John Pepper obituary
This article is more than 6 years oldMy friend John Pepper, who has died aged 75, was a counsellor, teacher and award-winning author. His writing never brought him fame, but it was recognised. Cockley Beck: A Celebration of Lakeland in Winter (1984) was listed by Robert Macfarlane in the Guardian as “one of the great classics of British nature writing”. Other titles include How to Be Happy (1985), with an introduction by the Dalai Lama, Seeing the Light: The Art of Becoming Beautiful (1993) and The Good God Guide (2002), a collection of cartoons on religion.
John was born in Doncaster to Irene (nee Holmes), a clerk and former dancer, and Leonard, a methodist, furniture salesman and sergeant in the Irish Guards. The family moved to Southampton, and John attended King Edward VI school, leaving at 16 to train as a reporter on the Southern Evening Echo, and study part-time at the Southern College of Art.
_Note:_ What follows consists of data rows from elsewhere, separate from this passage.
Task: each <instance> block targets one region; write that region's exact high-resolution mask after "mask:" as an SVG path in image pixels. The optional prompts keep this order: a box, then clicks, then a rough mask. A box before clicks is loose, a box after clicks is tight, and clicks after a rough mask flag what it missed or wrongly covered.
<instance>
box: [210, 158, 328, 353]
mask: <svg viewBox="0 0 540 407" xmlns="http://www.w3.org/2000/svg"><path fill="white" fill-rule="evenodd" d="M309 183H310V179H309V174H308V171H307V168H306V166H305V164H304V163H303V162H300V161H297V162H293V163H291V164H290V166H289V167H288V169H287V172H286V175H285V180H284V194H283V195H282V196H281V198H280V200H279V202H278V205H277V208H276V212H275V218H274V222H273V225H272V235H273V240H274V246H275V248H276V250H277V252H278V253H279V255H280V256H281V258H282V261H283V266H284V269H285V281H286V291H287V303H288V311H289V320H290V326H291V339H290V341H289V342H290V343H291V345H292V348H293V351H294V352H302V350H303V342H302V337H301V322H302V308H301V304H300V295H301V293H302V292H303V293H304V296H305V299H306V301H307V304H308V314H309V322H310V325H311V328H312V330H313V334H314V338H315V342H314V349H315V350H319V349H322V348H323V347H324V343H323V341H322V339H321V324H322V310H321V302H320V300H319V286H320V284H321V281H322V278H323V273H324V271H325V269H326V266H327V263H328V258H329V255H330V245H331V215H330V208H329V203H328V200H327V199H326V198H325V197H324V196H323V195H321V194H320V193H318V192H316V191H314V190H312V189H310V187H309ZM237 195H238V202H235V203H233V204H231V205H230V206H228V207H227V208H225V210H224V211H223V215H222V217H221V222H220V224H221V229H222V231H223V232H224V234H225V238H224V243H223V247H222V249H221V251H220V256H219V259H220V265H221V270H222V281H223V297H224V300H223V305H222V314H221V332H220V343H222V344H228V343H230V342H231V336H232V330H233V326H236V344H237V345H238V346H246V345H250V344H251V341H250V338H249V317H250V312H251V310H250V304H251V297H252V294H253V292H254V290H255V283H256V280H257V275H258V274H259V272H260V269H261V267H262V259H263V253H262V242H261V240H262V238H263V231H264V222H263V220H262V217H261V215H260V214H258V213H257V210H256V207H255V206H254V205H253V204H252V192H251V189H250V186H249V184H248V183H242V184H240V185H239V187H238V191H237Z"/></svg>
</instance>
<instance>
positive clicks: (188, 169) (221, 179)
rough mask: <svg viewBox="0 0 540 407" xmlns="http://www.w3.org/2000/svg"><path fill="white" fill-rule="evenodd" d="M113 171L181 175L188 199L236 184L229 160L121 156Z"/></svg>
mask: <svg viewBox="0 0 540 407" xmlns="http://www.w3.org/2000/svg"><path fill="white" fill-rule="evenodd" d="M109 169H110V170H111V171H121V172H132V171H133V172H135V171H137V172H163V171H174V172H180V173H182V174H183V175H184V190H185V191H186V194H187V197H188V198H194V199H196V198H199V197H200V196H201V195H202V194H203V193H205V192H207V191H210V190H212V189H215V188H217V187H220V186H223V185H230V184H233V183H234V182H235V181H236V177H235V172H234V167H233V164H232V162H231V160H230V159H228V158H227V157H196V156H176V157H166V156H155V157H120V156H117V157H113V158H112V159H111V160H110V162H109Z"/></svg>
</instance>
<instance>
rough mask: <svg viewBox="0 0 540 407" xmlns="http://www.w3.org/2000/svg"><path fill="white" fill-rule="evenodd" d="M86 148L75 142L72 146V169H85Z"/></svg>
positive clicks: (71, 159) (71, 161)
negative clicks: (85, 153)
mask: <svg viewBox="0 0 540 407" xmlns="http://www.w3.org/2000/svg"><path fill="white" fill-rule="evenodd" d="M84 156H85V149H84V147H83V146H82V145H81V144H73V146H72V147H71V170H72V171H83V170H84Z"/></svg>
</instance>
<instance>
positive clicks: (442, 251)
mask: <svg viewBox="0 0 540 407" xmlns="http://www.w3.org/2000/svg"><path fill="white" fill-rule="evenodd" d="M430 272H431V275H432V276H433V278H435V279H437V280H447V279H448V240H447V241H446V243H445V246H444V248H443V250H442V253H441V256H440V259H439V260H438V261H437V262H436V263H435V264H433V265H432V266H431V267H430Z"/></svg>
In 1962, after a brief spell with the East London News Agency, he went to Turkey as administrative secretary with the US air force in Nato. By the age of 21, he was a freelance reporter in Bristol, where he landed a “front” job on the nightly independent TV news programme and made documentaries. In 1969 he was elected British fellow of the World Press Institute in the US; that same year he married Wendy Godwin, a nurse, but they divorced four years later. His first book, Amerigrope (a collection of essays) came out in 1971.
In 1972, he gave up paid employment and embarked on a “quest for meaning”, living in the US, Spain, a caravan in Wales and on floors of friends while trying to make a living as an author. He eventually turned to Buddhism and moved to London, where he combined temporary jobs such as subediting for the BBC World Service and drawing strip cartoons for the Listener with winter-long retreats to a Lakeland cottage, to focus on his writing. By 1984 he had received a Northern Arts award for Cockley Beck.
Three years later he moved full-time to Lancaster, where he taught meditation, healing and expressive arts at the adult college and university summer schools. In 1994 he trained as a counsellor at Wigan and Leigh College and in 1998 he and a friend, Ruth France, volunteered with the Healing Hands Network in Sarajevo. His grief following Ruth’s death in 2008 found expression in Cry Downriver (2011).
I met John in 2000, after enrolling on one of his meditation courses. An inspiring teacher, he encouraged me in my return to art and subsequent retraining in art psychotherapy.
John was never more content than when wild swimming, or watching the antics of the birds and other creatures who shared life on the margins. He leaves behind a circle of much-loved friends, who will miss his mercurial spirit, his comments on the weather and the wonderful cartoons that accompanied his many letters.
He is survived by his sister, Linda.